After all, it’s only natural, right? The birds and the bees do it. (I’m thinking of the way the parents of a friend of mine explained sex to him: “It’s like a hug, only it takes longer and you’re tired afterwards.” Ladies, you have to agree: sometimes, that sums it up entirely!) That sex affects us the way it does is a uniquely human thought process, and sometimes I wonder if the rest of the animal kingdom has it right. I witnessed two flies having sex the other day. It went on for about five minutes, which in a fly’s lifespan is about four years. I doubt the male fly was bragging to his larvae friends the next day, and I seriously doubt the female fly was upset the male fly didn’t call her. (I, naturally, swatted them both. Why should they get to get some?)

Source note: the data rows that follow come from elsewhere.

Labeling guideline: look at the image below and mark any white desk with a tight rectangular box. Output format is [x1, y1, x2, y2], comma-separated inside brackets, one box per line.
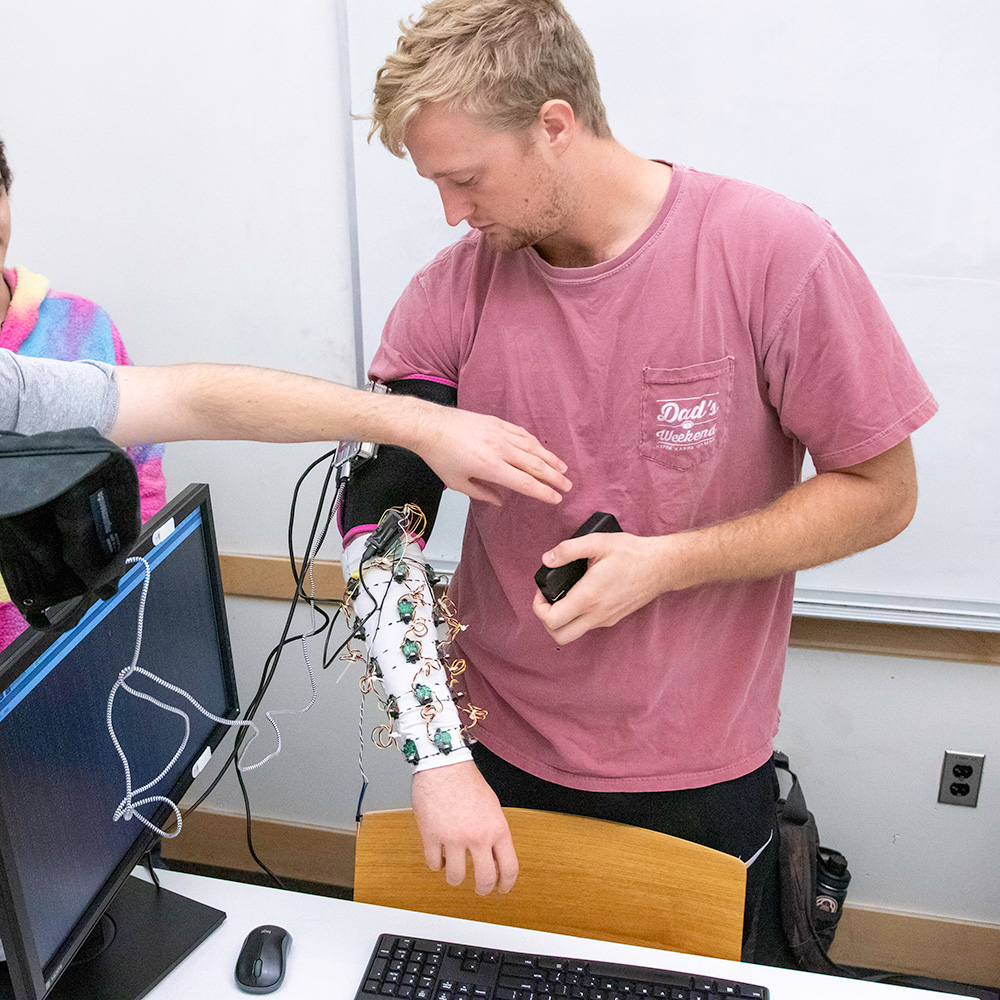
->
[143, 870, 956, 1000]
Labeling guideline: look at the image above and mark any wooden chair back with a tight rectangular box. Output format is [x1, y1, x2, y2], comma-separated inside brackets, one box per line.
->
[354, 807, 746, 961]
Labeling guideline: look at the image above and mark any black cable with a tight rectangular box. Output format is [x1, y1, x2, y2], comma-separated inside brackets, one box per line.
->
[237, 762, 287, 891]
[228, 452, 343, 881]
[174, 450, 343, 862]
[235, 451, 339, 747]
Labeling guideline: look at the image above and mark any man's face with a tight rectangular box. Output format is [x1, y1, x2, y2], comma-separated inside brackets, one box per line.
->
[405, 103, 571, 253]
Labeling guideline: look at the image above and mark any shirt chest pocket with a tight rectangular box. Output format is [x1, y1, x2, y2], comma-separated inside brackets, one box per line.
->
[640, 358, 734, 471]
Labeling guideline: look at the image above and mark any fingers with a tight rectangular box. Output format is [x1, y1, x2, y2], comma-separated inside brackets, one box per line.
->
[506, 437, 572, 496]
[490, 467, 566, 505]
[533, 588, 594, 645]
[443, 843, 469, 888]
[493, 836, 519, 894]
[540, 535, 590, 569]
[431, 410, 571, 505]
[532, 587, 555, 622]
[468, 843, 500, 895]
[446, 833, 518, 895]
[423, 838, 445, 874]
[432, 841, 518, 896]
[477, 438, 571, 504]
[533, 580, 585, 641]
[498, 418, 568, 469]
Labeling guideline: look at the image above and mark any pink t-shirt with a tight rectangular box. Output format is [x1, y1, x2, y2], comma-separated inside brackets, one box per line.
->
[370, 164, 937, 792]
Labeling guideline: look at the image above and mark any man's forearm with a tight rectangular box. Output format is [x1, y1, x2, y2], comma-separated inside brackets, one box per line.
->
[534, 438, 919, 645]
[653, 439, 919, 591]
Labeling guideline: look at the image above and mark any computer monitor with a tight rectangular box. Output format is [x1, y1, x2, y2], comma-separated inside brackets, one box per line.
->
[0, 483, 240, 1000]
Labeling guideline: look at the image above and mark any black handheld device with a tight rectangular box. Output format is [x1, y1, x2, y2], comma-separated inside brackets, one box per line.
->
[534, 511, 622, 603]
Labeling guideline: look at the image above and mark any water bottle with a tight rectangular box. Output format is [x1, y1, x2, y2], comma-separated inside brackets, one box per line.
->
[813, 847, 851, 950]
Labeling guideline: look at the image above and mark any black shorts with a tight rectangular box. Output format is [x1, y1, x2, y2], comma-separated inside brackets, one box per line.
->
[470, 743, 798, 968]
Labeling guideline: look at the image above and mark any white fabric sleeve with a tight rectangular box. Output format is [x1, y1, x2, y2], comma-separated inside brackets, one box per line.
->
[0, 349, 119, 435]
[342, 532, 473, 772]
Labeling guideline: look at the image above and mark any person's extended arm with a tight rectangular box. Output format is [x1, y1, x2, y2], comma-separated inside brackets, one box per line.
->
[533, 438, 918, 644]
[112, 364, 570, 504]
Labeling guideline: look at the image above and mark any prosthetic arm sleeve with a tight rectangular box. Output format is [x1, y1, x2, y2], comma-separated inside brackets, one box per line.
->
[339, 377, 472, 772]
[342, 533, 472, 771]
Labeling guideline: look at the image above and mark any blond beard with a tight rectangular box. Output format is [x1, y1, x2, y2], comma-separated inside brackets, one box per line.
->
[481, 164, 573, 254]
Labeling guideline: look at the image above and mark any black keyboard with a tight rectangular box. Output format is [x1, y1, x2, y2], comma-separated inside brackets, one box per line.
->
[354, 934, 769, 1000]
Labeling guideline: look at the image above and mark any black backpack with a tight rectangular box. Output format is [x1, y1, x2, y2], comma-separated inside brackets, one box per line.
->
[773, 751, 855, 977]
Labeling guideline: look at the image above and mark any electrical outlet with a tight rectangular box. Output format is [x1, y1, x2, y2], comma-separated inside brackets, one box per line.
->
[937, 750, 985, 806]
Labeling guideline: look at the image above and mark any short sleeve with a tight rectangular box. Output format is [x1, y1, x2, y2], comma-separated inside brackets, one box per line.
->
[760, 234, 937, 471]
[0, 350, 120, 436]
[368, 238, 483, 387]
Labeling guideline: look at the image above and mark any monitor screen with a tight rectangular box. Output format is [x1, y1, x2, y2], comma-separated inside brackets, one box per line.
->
[0, 483, 239, 1000]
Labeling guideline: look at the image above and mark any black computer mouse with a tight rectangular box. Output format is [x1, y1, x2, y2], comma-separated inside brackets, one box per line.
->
[234, 924, 292, 994]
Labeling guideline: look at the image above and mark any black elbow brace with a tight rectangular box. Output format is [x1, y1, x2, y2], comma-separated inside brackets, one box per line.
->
[339, 378, 455, 542]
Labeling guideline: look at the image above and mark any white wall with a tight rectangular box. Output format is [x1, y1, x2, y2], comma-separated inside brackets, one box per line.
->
[2, 0, 357, 554]
[777, 648, 998, 924]
[3, 0, 997, 932]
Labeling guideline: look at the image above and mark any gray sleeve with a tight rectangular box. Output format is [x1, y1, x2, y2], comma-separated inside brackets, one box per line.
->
[0, 349, 120, 436]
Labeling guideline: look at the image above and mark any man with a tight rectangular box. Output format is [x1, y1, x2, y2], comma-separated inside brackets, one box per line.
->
[344, 0, 936, 964]
[0, 348, 570, 505]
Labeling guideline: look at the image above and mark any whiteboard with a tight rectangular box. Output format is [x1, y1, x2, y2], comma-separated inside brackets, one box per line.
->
[345, 1, 1000, 626]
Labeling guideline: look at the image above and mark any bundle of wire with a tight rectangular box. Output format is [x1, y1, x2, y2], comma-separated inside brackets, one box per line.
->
[135, 448, 350, 887]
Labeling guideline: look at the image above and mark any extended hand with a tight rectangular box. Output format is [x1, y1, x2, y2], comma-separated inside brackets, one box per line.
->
[410, 404, 571, 505]
[532, 531, 684, 644]
[411, 760, 519, 894]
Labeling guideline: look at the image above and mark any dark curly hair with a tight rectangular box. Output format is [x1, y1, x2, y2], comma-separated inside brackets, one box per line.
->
[0, 137, 12, 193]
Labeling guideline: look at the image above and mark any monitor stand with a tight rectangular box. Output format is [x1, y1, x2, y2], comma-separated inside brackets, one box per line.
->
[49, 876, 225, 1000]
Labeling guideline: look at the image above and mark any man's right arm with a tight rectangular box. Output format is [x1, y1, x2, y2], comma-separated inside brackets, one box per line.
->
[342, 525, 518, 894]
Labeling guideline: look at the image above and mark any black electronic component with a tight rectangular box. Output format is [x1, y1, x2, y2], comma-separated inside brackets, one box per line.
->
[361, 508, 406, 563]
[534, 511, 622, 603]
[334, 381, 389, 484]
[0, 426, 140, 633]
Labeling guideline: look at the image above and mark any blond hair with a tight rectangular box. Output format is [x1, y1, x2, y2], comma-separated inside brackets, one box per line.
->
[369, 0, 611, 157]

Think of it this way: If you and your current mate had never had sex, had never even considered it, how would your relationship be? Is what you learn about your mate during sex worth knowing? I’ve tried to foster an image as a cultured and witty person, but I’m a sweaty, hulking mess when I have sex. It is us at our most open and unguarded, completely bare for another person — a whole, entirely different person! — to witness and comprehend. There is nowhere to hide. That we continue to have sex is a triumph of nature, not our brains. It is safer not to be close. It’s more comfortable keeping it inside.

But look at me. I’m saying too much. I knew this would happen. I’m giving away my secrets… The “sexiest” thing I’ve done? Let me think… Hmmm… Well, there was… Shit, David, you can’t write that! No, seriously, don’t… What if your parents read this? Your readers will lose all respect for you and people will mock you forever… OK, fine, fuck it: a girl and I once filmed ourselves. We were both drunk, there was a camcorder in the room, and we figured: What the hell; we’re young, footloose, fancy-free, and all that. It was a sexy, dangerous thing to do at the time, and whenever we talked about it afterwards — only with each other, of course — it never failed to titillate us both. It was exciting and reckless, and certainly worth the trouble. Or so we thought.

We eventually broke up, obviously, but the tape remained in my possession. Choose to believe me or don’t, I don’t care, but I swear, I never thought about watching it again. OK, that’s not quite true; I did once… but I had no choice.

Two mates on a tour of Europe came to visit me in London one summer. They stayed a day later than I thought they would, so on the last day of their sojourn, I had to work. They grabbed some drinks and hung out at my place while I was gone. I thought nothing of it. They returned about three months later, and the three of us sat around reminiscing and getting drunk. We were giggling through the alcoholic mist when one of them stopped abruptly.

“Um, Dave, we have to tell you something. You might be a little pissed off,” he spluttered, still laughing stupidly. “Remember when we were here a few months ago? Well, we got a little hammered and started watching some of your old tapes. We found one…”

The next morning, when I finally came out from under the bed, I took a cricket bat and destroyed the tape — admittedly, a bit late. When your friends have witnessed something that inspires the comment, “Interesting technique there, mate,” it’s best to destroy the evidence, and violently.

Wahey! Check it out… I think I’m finally writing frankly about sex.

Oh, and about that story I just told? I made it all up. Not true. Don’t believe it. You know what writers and journalists are like… always fabricating! Just pretend you didn’t read it… Um… what about that Arsenal – Newcastle draw, eh?  And the weather! Don’t you think it’s getting a little bit warmer outside these days?